Paramount Communications, Inc. v. QVC Network, Inc.

Citation: 637 A.2d 34 (Delaware Supreme Court, 1994)

Facts

Paramount Communications entered into a friendly merger agreement with Viacom that included deal protections: a no-shop provision, a termination fee, and a stock option lock-up. QVC subsequently made a competing bid for Paramount at a higher price. Paramount’s board refused to negotiate with QVC, invoking the no-shop and other deal protections. Sumner Redstone, Viacom’s controlling shareholder, would receive majority control of the surviving entity upon completion. QVC challenged the deal protections and the board’s refusal to consider QVC’s superior offer.

Issue

Whether Revlon duties applied to the Paramount-Viacom merger, and whether the deal protections that impeded a higher competing bid were consistent with those duties.

Holding

Yes. The Delaware Supreme Court held that Revlon was triggered because the Paramount-Viacom transaction would transfer control from Paramount’s widely dispersed public shareholders to Viacom’s controlling shareholder Sumner Redstone. The deal protections were accordingly impermissible to the extent they prevented the board from securing the highest value reasonably available.

Rule

Revlon duties are triggered when a transaction results in a change of control — specifically, when control of a corporation with dispersed public ownership shifts to a specific controlling entity. In Revlon mode, the board must seek the highest value reasonably available to shareholders and may not favor one bidder over another through deal protections that foreclose superior offers. Lock-ups, no-shops, and termination fees are scrutinized for whether they inappropriately chill competitive bidding. The board must exercise informed business judgment and cannot use force-the-vote provisions to avoid its Revlon obligations.

Significance

QVC is the decisive sequel to Paramount v.

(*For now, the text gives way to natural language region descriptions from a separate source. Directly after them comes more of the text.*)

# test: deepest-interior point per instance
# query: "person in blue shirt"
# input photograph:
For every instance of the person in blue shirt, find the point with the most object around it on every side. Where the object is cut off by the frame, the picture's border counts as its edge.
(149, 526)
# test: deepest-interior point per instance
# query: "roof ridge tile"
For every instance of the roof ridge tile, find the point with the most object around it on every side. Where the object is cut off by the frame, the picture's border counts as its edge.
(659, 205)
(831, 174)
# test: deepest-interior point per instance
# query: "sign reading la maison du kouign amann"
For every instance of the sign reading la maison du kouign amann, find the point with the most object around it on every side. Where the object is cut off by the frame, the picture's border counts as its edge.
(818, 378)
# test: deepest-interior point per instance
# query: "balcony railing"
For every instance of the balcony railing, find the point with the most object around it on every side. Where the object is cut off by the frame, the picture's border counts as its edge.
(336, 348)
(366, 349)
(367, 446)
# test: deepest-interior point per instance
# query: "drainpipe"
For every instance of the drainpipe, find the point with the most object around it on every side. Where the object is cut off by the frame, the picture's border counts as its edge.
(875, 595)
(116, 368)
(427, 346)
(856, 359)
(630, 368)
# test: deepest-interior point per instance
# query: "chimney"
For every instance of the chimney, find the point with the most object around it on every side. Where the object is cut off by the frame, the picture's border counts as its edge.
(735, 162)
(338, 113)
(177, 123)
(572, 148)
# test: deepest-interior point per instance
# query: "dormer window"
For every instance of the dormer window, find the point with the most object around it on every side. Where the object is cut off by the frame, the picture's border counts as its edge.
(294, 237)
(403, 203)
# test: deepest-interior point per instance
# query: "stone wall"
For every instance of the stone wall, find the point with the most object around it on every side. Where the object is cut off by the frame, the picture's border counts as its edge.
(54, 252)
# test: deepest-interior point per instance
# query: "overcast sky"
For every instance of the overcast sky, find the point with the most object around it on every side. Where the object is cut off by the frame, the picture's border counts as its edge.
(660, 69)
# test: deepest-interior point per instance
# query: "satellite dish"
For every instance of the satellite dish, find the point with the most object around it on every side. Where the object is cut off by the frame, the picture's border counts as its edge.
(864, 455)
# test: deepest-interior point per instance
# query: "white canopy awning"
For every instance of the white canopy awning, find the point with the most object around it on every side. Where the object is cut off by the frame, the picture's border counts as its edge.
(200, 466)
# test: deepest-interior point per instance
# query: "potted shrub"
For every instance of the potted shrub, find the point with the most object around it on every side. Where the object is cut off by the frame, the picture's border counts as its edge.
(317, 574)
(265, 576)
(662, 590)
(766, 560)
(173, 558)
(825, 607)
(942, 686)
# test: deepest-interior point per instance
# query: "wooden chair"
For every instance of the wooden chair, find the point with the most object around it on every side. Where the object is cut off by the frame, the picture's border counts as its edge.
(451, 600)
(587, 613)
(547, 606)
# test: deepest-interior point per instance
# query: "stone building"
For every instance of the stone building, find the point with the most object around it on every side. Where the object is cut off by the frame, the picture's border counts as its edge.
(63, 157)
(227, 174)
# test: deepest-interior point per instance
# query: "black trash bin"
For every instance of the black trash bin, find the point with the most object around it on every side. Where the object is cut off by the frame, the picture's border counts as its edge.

Time: together, the two cases define exactly when Revlon is and is not triggered. QVC establishes that the key factor is whether dispersed public shareholders are losing their ability to receive a future premium through a control transaction — i.e., whether control is shifting to an identifiable person. The case is essential for understanding the relationship between Revlon, Unocal, and the concept of “change of control” in the context of deal protections and fiduciary outs in merger agreements.